27 May 2019  581 | Cambodia Travel News

Named after Cambodia’s national flower and inspired by traditional Khmer dance, the new contemporary dance known as romdoul premiered at the 6th Khmer Cultural Festival in April, receiving rapturous applause for its creativity and liveliness.

Choreographed by classical dance expert Hang Phumra – also known by his stage name Yey Kantere – romdoul is garnering a lot of interest from both locals and foreigners.

Phumra is director of Khmer Art Reek Sai – a group dedicated to the preservation of Khmer culture through art – and is also head of dance performance group Lakhaon Khaol Youth of Cambodia.

With his expertise in traditional dance, 32-year-old Phumra believes the art form can be re-imagined to fit the modern age and attract a wider audience.

He chose romdoul as the name of the dance as the flower symbolises his and Cambodia’s commitment to environmental preservation.

Phumra says that he aspired to create a modern dance which is lively and dynamic to attract a diverse audience.

“I want to enrich our cultural dances, so we have to diversify it in various forms, with some traditional dances remade into contemporary ones,” he says.

His idea of modernising classical Khmer dance is supported by the government.

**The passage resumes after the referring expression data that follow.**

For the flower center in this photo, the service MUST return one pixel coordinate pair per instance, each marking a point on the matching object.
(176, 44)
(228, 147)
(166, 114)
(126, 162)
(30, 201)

“We need to preserve our culture, and develop and promote it in the modern day. I consulted and got approval from the Ministry of Culture and Fine Arts before I created the romdoul contemporary dance. The dance is inspired by traditional Khmer dance,” Phumra says.

He spent about one month choreographing and designing the props for the new dance, before spending another month training his students.

The remake still bears traditional elements, but it was intentionally energetic to appeal to younger audiences.

“I maintain the traditional costume and the structure of the performers, but I also injected some dynamic choreography into it to make the show more rich and lively,” he says.

Dressed in traditional costume, the team of male and female dancers performing at the 6th Khmer Cultural Festival held six giant petals of the fragrant romdoul flower – officially recognised as Cambodia’s national flower by King Sihamoni in 2005.

The performance represented the growing allure of a contemporary Khmer dance, which is attracting more attention from local audiences than never before.

Previously, contemporary dance was regarded as a foreign influenced art form, occasionally frowned upon by traditionalists and conservation groups.

One example of this is the Siem Reap based all-female troupe New Cambodian Artists, who say they have often been regarded as harming Cambodian culture.